Vanguard’s assets under management have surged past the $6tn milestone for the first time after it gathered $268bn in new cash in 2019, its third best annual performance on record.
Net global investor inflows for Vanguard rose 16.5 per cent last year from $230bn in 2018, according to preliminary data provided to FTfm by the world’s second largest asset manager.
Vanguard held the title of world’s fastest growing asset manager for seven consecutive years up to 2018. However, its crown appears to have been snatched by its fierce rival BlackRock, which registered inflows of just under $300bn in the first nine months of 2019.
In addition, BlackRock’s iShares ETF arm attracted inflows of $74bn in the final quarter of last year. This suggests Vanguard’s record annual inflow of $371.9bn set in 2017 will be surpassed by BlackRock when it reports full-year 2019 data later this month.
Just a fifth of Vanguard’s 2019 inflows went into its equity funds. About 60 per cent of the new cash went to long-term bond funds and the remaining 20 per cent to short-term money market funds.
Chief executive Tim Buckley said that Vanguard’s army of more than 30m clients had become more cautious after the US stock market hit a fresh all-time high at the end of December following an unprecedented bull run on Wall Street that has lasted for more than a decade.
“Investors have grown more risk averse, more conservative. Valuations for stocks and bonds are full, global economic growth was below its historic trend and we face considerable geopolitical uncertainties, so investors are acting rationally,” said Mr Buckley.

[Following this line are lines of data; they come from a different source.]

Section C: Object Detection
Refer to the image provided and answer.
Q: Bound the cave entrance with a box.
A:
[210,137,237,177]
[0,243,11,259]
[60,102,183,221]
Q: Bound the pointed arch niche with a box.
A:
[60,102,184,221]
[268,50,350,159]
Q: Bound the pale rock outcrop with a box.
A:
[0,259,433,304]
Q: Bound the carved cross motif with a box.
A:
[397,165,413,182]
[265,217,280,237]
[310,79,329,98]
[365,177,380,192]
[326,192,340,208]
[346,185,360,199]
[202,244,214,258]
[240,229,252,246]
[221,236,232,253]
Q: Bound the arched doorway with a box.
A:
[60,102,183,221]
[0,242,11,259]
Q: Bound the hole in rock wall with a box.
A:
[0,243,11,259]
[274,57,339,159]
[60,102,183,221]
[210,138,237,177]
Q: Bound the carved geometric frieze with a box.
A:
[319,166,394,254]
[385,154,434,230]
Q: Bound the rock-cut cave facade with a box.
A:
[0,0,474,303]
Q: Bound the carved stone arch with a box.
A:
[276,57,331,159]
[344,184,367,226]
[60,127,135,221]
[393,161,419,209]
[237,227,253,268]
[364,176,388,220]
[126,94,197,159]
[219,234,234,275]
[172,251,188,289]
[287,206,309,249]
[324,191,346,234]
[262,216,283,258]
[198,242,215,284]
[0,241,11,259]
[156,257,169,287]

He said his aim was to extend the fund price war — which has waged between the biggest asset managers over the past decade — into investment advice. Vanguard estimates that US retail investors on average pay 140 basis points annually in portfolio running charges with financial advice accounting for more than half of the costs.
“There is a huge opportunity for Vanguard to lower costs for advice, which will allow investors to keep more of their returns. We plan to spend several hundred million in new investment advice capabilities,” said Mr Buckley.

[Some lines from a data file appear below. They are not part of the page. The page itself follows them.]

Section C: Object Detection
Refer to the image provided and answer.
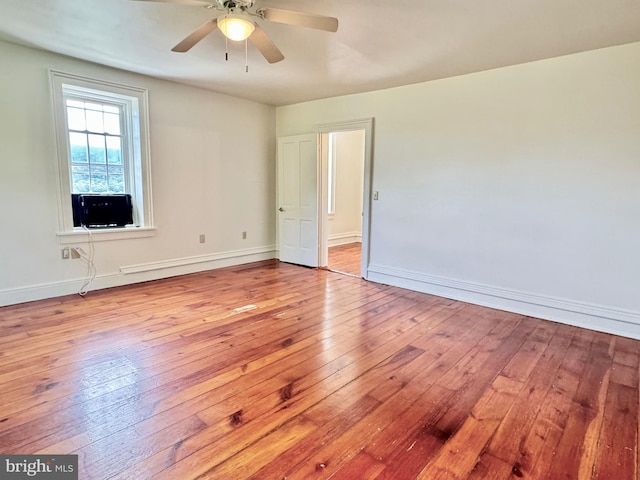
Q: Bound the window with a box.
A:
[65,96,130,193]
[51,71,153,243]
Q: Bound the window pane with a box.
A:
[87,110,104,133]
[67,108,87,130]
[104,113,120,135]
[69,133,89,164]
[89,135,107,164]
[71,165,91,193]
[91,165,108,193]
[109,172,124,193]
[84,102,102,112]
[106,137,122,165]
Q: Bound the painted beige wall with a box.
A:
[0,42,275,304]
[276,43,640,336]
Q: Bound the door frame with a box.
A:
[315,117,374,280]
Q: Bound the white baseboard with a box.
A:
[327,232,362,247]
[0,245,276,306]
[367,264,640,339]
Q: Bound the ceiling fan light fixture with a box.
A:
[218,13,256,42]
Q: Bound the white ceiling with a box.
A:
[0,0,640,105]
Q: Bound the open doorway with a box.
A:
[321,129,365,277]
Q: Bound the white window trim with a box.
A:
[49,70,155,244]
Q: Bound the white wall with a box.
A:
[0,42,275,304]
[328,130,364,246]
[276,43,640,338]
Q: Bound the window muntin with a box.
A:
[65,97,129,193]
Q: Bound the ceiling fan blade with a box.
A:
[132,0,213,7]
[171,18,218,53]
[249,25,284,63]
[258,8,338,32]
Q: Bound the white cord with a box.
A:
[76,226,97,297]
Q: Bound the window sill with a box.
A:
[57,227,156,245]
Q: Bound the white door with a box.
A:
[277,134,319,267]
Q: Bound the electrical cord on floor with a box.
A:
[76,227,97,297]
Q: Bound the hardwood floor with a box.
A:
[0,261,640,480]
[329,243,362,277]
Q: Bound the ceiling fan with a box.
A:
[135,0,338,63]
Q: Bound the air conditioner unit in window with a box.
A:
[71,193,133,228]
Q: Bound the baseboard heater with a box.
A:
[71,193,133,228]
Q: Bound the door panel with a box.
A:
[277,134,318,267]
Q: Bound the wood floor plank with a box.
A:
[0,260,640,480]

Vanguard has just received regulatory permission from the Financial Conduct Authority to roll out an investment advisory service in the UK.

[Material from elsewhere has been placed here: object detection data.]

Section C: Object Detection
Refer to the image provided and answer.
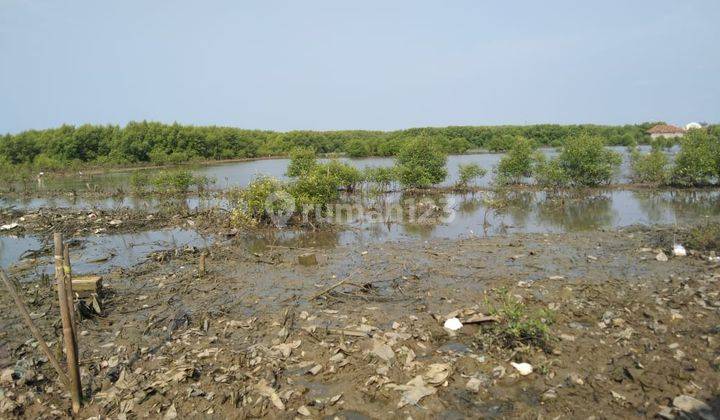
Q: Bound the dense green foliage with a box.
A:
[285,147,317,177]
[533,135,622,188]
[363,166,398,191]
[630,147,670,184]
[532,153,569,189]
[231,176,294,226]
[457,163,487,188]
[558,135,622,187]
[497,137,533,184]
[395,136,447,188]
[672,130,720,186]
[0,121,668,170]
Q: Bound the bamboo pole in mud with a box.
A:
[53,233,82,414]
[63,244,77,338]
[0,268,70,389]
[198,251,207,276]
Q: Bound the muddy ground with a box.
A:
[0,228,720,419]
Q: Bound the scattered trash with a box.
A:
[0,222,20,230]
[255,379,285,410]
[673,244,687,257]
[510,362,533,376]
[370,339,395,362]
[465,377,482,392]
[673,395,717,420]
[443,318,462,331]
[298,253,317,267]
[387,375,437,408]
[422,363,452,385]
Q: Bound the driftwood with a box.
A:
[310,269,359,300]
[0,268,70,389]
[72,276,102,297]
[54,233,82,414]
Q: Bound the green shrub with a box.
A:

The company’s fast growth has led to persistent technology failings. Its website experienced service disruptions on the last day of 2019, prompting angry comments from clients on online message boards.
“There is a high bar for standards expected by our clients,” Mr Buckley said. “We are investing over $1bn in new capabilities and upgrading existing services and our internal measure of client satisfaction, which is measured across a wide range of metrics, was up by 20 per cent last year. We are determined to make further improvements in services for clients.”